HMRC have already stated that they are not looking to chase and investigate employers who may have made innocent mistakes on their claims due to the complexity of the process, but rather go after those employers who are thought to have deliberately over-claimed, and in so doing, committed furlough fraud.
Where an over-claim has taken place, employers are able to make a self-correction within the specificed time frame to avoid any further action by HMRC or any penalties that might otherwise be imposed.
It is understood that the letters are requesting employers to contact HMRC directly to resolve the matter, and as such, Gilbert Tax is advising any individuals who have received such a letter the speak with a qualified tax investigation specialist in the first instance, before entering into any correspondence with HMRC.
Despite the confusion that is being caused by the letters, as of 2nd October 2020, UK firms are believed to have already voluntarily paid back as much as £215 million in cash claimed through the furlough scheme. The funds have been received by HMRC from 80,433 employers.
Fraud investigation officers from the HMRC were sent to residential addresses in the Walthamstow and Romford areas of London whereby a woman and a man were arrested. During this arrest, business records, paperwork and digital devices were seized to gain insight into the furlough fraud from the government's coronavirus job retention scheme (CJRS). This case is currently undergoing investigation.
Jim Harra, HMRC CEO told MPs that up to £3.5bn in furlough payments may have been claimed due to fraudulence or error. Giving evidence to the public accounts committee, he believed that between 5% and 10% of furlough payments could be incorrect.
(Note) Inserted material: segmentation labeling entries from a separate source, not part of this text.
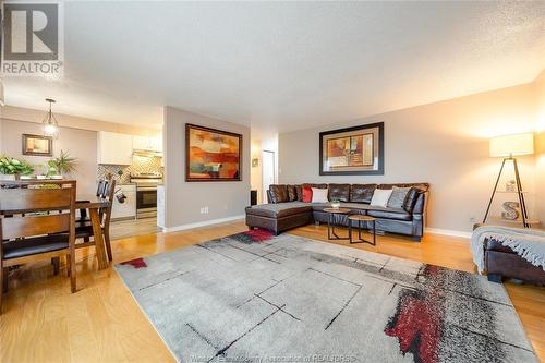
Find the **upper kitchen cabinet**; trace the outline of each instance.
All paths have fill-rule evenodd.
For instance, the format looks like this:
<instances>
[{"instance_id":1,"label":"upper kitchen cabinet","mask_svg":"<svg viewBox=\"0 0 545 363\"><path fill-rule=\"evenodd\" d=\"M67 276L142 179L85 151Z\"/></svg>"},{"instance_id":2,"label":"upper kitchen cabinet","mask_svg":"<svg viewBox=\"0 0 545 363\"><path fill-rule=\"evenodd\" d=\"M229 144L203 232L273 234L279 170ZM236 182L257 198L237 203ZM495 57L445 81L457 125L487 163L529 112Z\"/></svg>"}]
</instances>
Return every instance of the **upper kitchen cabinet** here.
<instances>
[{"instance_id":1,"label":"upper kitchen cabinet","mask_svg":"<svg viewBox=\"0 0 545 363\"><path fill-rule=\"evenodd\" d=\"M161 136L133 136L133 149L147 152L162 152Z\"/></svg>"},{"instance_id":2,"label":"upper kitchen cabinet","mask_svg":"<svg viewBox=\"0 0 545 363\"><path fill-rule=\"evenodd\" d=\"M131 165L133 162L133 136L116 132L98 132L98 164Z\"/></svg>"}]
</instances>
Over 8,000 calls have been received to the HMRC's fraud telephone hotline and they are now looking into 27,000 high risk cases in which it is believed an employer has made a serious error.
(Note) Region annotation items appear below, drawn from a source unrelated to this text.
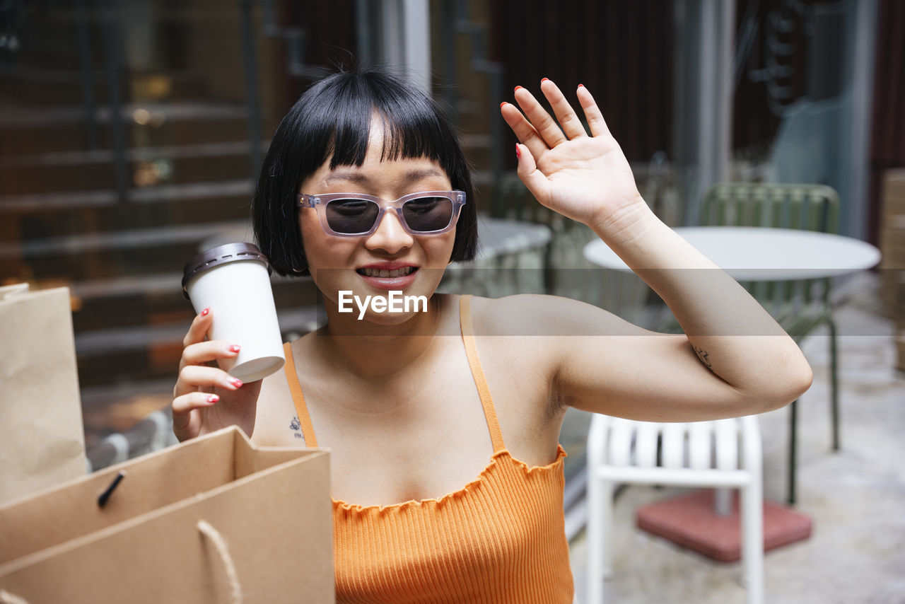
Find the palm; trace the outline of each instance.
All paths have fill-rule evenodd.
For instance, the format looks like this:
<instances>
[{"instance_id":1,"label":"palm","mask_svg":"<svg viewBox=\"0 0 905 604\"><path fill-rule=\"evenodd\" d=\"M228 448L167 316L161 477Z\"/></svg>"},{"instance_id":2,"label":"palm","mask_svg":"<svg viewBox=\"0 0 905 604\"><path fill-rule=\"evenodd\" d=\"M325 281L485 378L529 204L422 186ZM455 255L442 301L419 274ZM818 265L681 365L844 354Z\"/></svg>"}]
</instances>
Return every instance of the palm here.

Terry Braithwaite, Fraud Investigation Service from the HMRC, said: ‘The CJRS is part of the collective national effort to protect jobs. While most employers have used the scheme responsibly, this is taxpayers’ money and HMRC will not hesitate to act on reports of abuse of the scheme.’
The furlough scheme began in March, offering up to 80% of an employee’s pay to a maximum of £2,500 per month. It is now being decreased, with employers expected to pay an increasing proportion of the monthly grant from August, and is set to finish at the end of this month.
If a business has overclaimed a CJRS grant and have not repaid it, they must notify HMRC by the latest of these three dates or risk paying a penalty:
Gilbert Tax is able to assist clients with correcting incorrect CJRS claims, making disclosures to HMRC, and dealing with HMRC investigations in a professional and efficient manner. You can speak with a furlough fraud tax expert today by contacting our team.
Charlies Sludden and wife Karen Sludden were directors of a promotions and events marketing company 'KLB Promotions and Events Ltd,' based in Gateshead. Clients would typically use them within retail stores or at exhibitions.
However in August 2019 the Sludden's company entered into voluntary liquidation. An investigation took place after discovering irregularities in its tax returns between May 2010 and February 2017. During this investigation, 16 incorrect tax returns were uncovered that had been made to the tax authorities.
Due to the incorrect tax returns, the tax authorities had made repayments totaling more than £146,000 to KLB Promotions and Events. This money was used inappropriately on personal and family expenses by the Sluddens and both husband and wife have been disqualified for a nine year period.
Chief investigator for the Insolvency Service, Rob Clarke, said: ‘Charles and Karen Sludden embroiled themselves in a deliberate and protracted policy of making false tax claims, generating repayments to secure income for personal and family expenses.
‘Directors have a firm duty to ensure they deal properly with their company’s tax affairs. Charles and Karen Sludden have paid the price for failing to do this and have been removed from the corporate arena for a substantial amount of time, reflecting the severity of their actions.’